- Born: 1 March 1894 Kensington, London
- Died: 28 June 1917 (aged 23) near Loos-en-Gohelle, France
- Allegiance: United Kingdom
- Branch: British Army
- Rank: Second lieutenant
- Unit: Essex Regiment
- Conflicts: World War I †
- Awards: Victoria Cross

= Frank Bernard Wearne =

English Victoria Cross recipient (1894-1917)

Frank Bernard Wearne VC (1 March 1894 – 28 June 1917) was an English recipient of the Victoria Cross, the highest and most prestigious award for gallantry in the face of the enemy that can be awarded to British and Commonwealth forces.

==Details==
Wearne was born to Frank and Ada (Morris) Wearne, the third of their five children. One of his brothers, Captain Keith Morris Wearne (1892–1917), was another casualty of World War I, falling in the Battle of Arras on 21 May 1917, aged 24. His only sister, Edith Ann (1889–1956), married Thomas Clinton Pears (1882–1912), a great great grandson of soap manufacturer Andrew Pears. Thomas and Edith were passengers on the RMS Titanic. Edith survived while Thomas was lost.

Before joining the British Army he attended Bromsgrove School.
Wearne was 23 years old, and a second lieutenant in the 3rd Battalion, Essex Regiment, British Army, attached to the 10th Battalion during the Great War when the following deed took place for which he was awarded the VC.
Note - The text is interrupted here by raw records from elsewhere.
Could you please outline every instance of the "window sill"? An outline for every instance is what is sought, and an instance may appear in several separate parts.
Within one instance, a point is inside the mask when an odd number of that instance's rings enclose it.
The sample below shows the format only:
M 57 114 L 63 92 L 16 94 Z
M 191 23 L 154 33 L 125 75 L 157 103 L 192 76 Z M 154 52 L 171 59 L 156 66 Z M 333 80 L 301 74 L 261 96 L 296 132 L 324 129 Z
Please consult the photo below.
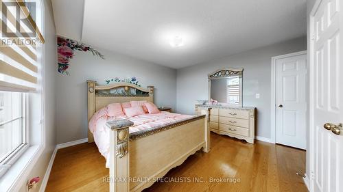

On 28 June 1917 east of Loos, France, Second Lieutenant Wearne, commanding a small party in a raid on the enemy's trenches, had gained his objective in the face of fierce opposition and managed to maintain his position against repeated counter-attacks. Then, realising that if the left flank was lost his men would have to give way, he leaped onto the parapet and followed by his left section, ran along the top of the trench firing and throwing bombs. While doing this he was severely wounded, but continued directing operations until he received two more wounds, the second mortal.